Así, según han informado desde el Instituto Armado, el 25 de agosto, agentes del puesto de la Guardia Civil de Isla Cristina tuvieron conocimiento de la sustracción de esta bicicleta; la cual tenía su propietario encadenada en la puerta de su casa.

De este modo, los agentes iniciaron las investigaciones. Asimismo, se entrevistaron con el perjudicado y posibles testigos de los hechos. Una vez recopilados todos los indicios que pudieran aportar la autoría, procedieron a la detención de dos personas supuestamente relacionadas con el robo; siendo, uno de ellos, menor de edad.

Bicicleta vendida de segunda mano

Tras las detenciones, los agentes centraron las investigaciones en averiguar el paradero de la bicicleta sustraída. Esta fue localizada en Huelva capital. Además, se identificó a su nuevo propietario. El mismo manifestaba que la había adquirido en el mercado de segunda mano.

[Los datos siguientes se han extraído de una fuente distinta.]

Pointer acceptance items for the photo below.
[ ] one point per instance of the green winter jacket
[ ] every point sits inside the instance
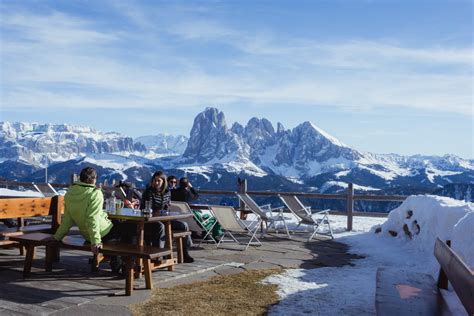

Por tal motivo, los agentes procedieron a la investigación de esta persona por un delito de receptación. Además, fue recuperada la bicicleta y entregada a su legítimo propietario.

Los detenidos, junto con las diligencias instruidas, fueron puestos a disposición de Fiscalía de Menores y el Juzgado de Instrucción de Ayamonte. Desde la Guardia Civil han apuntado que la colaboración ciudadana fue «muy importante» para el esclarecimiento de los hechos.

Desde el Grupo de Información al Ciudadano de la Guardia Civil han recordado que, en el caso de adquirir un producto en el mercado de segunda mano, es aconsejable exigir garantías de su procedencia. Sobre todo, sospechar cuando se trate de un precio bastante inferior a su valor real. En el caso de que el producto haya sido robado, el comprador puede incurrir en un delito de receptación.

Además, aconsejan verificar perfil de las personas que venden;  tener factura de compra del producto; revisar transacciones previas del vendedor (cuando se trate de aplicaciones de compra-venta); exigir imei o número de series del producto. Finalmente, ante cualquier sospecha, no proceder a su compra.